Can you drive with worn brake pads?

Brakes are an important safety component of your vehicle. Driving with faulty,
damaged or worn brakes can cause serious harm to the driver and those around them.

Here is a list of things that can happen if you drive with worn brake pads:

  • You can damage the brake rotors and callipers
  • Your brakes will have a slower response time
  • Car vibrates when braking
  • Worn down tyres
How often should you change car brakes

Brake pads and brake rotors wear over time. On average, they should be changedbetween 50,000-80,000 kms or roughly every 4-6 months. However, the wear on your brakes depends on the materials it is made from and your driving habits.

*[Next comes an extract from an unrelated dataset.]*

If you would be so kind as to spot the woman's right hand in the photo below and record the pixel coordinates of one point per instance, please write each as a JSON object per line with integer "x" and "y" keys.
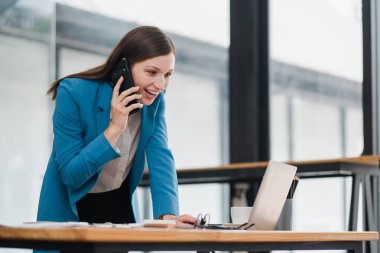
{"x": 120, "y": 112}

Here is a list of factors affecting the lifespan of your brakes:

  • Driving Habits: If you break and stop abruptly, then you are likely to wear your brakes faster than someone who comes to a smooth and gradual stop.
  • Environment: Driving in a city environment involves considerable start-stop movements and therefore is harder on the brakes. People who live more regionally on straighter roads will have brakes that last longer.
  • Brake pad hardness: Brake pads vary their make-up. Hard compound pads last longer and often need to be warm - these are better suited for performance cars. Softer compound pads work better at lower speeds so are often placed on cars designed for city driving. Heat on these brake pads can cause the compound to melt onto the rotor.